Salmon in Vodka Cream Sauce with Green Peppercorns

Makes 6 servings

Ingredients:

8 tablespoons butter, divided
1 onion, thinly sliced
1 pound spinach
6 salmon filets, 6 ounces each
salt and freshly ground black pepper, to taste
3 tablespoons olive oil
1 1/2 cups heavy whipping cream
1/2 cup vodka
2 tablespoons green peppercorns in water, drained and crushed
3 tablespoons fresh lime juice
1/4 cup snipped fresh chives

Preparation:

Preheat oven to 350 degrees F. Combine 4 tablespoons butter and onion in large Dutch oven. Cover and bake until onion is golden brown, stirring occasionally, about 45 minutes.

Stir spinach into onion and bake until just wilted, about 3 minutes. Remove from oven, keep warm.

Season salmon with salt and pepper. Heat oil in heavy large skillet over high heat. Add salmon in batches and cook about 3 minutes per side for medium. Transfer to platter. Tent with foil to keep warm. Pour off excess oil from skillet.
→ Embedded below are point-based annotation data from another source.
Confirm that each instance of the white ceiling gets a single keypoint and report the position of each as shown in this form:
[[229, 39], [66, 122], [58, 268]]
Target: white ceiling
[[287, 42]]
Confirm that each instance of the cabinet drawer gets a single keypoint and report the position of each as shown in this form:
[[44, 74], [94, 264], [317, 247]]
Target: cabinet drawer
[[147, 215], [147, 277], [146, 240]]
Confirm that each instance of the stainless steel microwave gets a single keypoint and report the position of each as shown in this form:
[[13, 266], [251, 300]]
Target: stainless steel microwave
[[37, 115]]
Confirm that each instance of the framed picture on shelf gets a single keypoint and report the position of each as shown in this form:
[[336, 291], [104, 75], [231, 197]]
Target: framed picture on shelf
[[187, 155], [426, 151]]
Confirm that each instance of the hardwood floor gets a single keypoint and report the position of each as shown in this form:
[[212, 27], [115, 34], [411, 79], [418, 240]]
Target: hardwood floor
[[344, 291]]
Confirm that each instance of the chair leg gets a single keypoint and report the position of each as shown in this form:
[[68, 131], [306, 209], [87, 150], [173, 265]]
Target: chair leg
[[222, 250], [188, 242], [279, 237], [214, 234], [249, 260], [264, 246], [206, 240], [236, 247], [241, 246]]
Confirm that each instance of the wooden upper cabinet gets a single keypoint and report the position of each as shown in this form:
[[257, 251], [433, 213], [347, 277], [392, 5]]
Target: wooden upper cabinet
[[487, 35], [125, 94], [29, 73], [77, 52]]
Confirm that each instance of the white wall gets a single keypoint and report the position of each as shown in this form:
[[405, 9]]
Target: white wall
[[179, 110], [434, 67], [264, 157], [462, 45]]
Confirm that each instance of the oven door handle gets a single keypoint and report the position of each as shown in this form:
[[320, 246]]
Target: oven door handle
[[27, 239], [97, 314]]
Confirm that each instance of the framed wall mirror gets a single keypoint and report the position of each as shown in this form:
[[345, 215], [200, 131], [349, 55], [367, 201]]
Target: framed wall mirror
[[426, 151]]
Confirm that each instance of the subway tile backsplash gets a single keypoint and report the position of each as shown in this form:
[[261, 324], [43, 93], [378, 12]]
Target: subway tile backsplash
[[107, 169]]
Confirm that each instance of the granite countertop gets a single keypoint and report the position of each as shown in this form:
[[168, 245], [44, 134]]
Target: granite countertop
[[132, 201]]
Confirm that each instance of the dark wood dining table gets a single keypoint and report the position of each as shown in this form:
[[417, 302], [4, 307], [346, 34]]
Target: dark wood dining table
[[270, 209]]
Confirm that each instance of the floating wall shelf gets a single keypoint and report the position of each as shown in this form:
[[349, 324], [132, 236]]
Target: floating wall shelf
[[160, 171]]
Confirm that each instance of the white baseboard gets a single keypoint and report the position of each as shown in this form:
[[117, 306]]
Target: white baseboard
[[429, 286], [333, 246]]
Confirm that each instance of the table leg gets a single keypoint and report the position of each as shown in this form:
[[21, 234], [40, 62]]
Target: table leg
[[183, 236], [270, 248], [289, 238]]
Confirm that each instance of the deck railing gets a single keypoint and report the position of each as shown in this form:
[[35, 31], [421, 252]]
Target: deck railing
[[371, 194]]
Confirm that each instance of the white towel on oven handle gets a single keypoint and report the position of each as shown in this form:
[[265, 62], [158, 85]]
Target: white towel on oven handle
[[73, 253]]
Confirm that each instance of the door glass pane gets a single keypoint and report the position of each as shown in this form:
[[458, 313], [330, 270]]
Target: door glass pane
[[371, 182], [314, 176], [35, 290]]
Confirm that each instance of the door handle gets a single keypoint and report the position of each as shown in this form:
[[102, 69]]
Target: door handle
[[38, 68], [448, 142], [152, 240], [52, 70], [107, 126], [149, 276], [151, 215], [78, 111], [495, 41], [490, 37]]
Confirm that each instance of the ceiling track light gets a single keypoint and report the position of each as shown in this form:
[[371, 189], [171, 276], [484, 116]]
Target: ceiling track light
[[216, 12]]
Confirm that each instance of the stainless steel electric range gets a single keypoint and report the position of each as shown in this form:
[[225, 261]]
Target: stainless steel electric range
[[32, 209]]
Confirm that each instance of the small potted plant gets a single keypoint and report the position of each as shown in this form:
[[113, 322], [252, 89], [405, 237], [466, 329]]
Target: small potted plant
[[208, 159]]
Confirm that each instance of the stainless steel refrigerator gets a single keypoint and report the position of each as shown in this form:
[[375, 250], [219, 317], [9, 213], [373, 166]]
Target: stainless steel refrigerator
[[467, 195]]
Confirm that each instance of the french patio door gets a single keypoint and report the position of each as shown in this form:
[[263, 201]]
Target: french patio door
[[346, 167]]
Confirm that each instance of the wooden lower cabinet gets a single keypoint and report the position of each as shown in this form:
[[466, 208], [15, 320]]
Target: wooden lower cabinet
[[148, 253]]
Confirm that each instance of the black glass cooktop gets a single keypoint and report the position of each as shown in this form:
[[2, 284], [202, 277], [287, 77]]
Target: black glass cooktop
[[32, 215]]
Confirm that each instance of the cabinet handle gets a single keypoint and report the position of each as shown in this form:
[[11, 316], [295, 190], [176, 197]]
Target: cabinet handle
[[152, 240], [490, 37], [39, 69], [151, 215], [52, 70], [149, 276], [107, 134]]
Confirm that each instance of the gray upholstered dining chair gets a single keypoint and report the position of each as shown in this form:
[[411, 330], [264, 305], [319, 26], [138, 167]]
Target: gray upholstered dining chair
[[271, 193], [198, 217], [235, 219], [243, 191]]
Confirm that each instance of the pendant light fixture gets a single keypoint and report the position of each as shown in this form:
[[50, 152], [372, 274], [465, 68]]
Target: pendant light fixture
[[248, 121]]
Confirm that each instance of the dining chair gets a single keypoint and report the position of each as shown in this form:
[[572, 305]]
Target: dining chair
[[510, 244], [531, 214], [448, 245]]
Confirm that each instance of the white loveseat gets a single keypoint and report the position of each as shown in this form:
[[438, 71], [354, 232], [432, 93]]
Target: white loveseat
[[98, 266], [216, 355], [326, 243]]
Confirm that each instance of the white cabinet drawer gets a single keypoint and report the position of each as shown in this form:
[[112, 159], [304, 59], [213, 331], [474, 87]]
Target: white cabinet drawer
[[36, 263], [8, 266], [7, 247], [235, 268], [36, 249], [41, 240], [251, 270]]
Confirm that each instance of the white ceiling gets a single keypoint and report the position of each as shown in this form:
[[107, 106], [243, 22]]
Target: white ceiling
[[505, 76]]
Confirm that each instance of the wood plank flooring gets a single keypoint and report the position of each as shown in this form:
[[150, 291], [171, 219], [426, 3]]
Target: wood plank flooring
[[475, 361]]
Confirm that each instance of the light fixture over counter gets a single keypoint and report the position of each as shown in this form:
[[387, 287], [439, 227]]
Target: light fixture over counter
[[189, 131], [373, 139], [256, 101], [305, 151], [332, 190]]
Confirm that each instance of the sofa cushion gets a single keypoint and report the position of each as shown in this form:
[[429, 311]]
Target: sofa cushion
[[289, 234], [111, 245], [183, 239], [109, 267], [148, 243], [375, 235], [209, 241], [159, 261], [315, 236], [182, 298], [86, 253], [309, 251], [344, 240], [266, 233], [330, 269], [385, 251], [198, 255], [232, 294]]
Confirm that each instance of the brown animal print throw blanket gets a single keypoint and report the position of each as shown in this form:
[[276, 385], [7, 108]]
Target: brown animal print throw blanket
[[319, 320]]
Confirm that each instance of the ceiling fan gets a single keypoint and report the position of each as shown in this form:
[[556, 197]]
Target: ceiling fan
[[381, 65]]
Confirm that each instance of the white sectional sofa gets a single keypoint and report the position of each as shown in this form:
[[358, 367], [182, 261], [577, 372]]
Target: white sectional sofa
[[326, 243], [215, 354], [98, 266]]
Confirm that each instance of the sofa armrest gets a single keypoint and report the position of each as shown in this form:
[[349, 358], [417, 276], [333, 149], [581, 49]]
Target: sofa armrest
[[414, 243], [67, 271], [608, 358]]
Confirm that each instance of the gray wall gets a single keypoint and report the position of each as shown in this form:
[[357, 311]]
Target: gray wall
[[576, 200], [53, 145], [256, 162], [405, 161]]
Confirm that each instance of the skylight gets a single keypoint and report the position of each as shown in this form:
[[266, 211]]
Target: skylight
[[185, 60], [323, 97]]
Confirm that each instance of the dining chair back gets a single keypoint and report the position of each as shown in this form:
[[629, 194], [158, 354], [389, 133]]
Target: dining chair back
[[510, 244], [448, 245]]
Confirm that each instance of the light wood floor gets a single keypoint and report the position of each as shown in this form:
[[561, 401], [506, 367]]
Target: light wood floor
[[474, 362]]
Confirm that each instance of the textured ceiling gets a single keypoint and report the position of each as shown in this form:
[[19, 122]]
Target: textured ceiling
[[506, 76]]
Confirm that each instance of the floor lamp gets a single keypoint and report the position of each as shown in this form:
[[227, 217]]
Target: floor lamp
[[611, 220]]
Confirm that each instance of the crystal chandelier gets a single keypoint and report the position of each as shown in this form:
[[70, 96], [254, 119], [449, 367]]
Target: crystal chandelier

Add cream and vodka and boil until slightly thickened, about 4 minutes. Add green peppercorns and remaining 4 tablespoons butter and stir until butter is just melted. Mix in lime juice, season with salt and pepper.

Divide spinach and onion mixture among plates. Top each with salmon fillet. Spoon sauce over. Sprinkle with snipped fresh chives.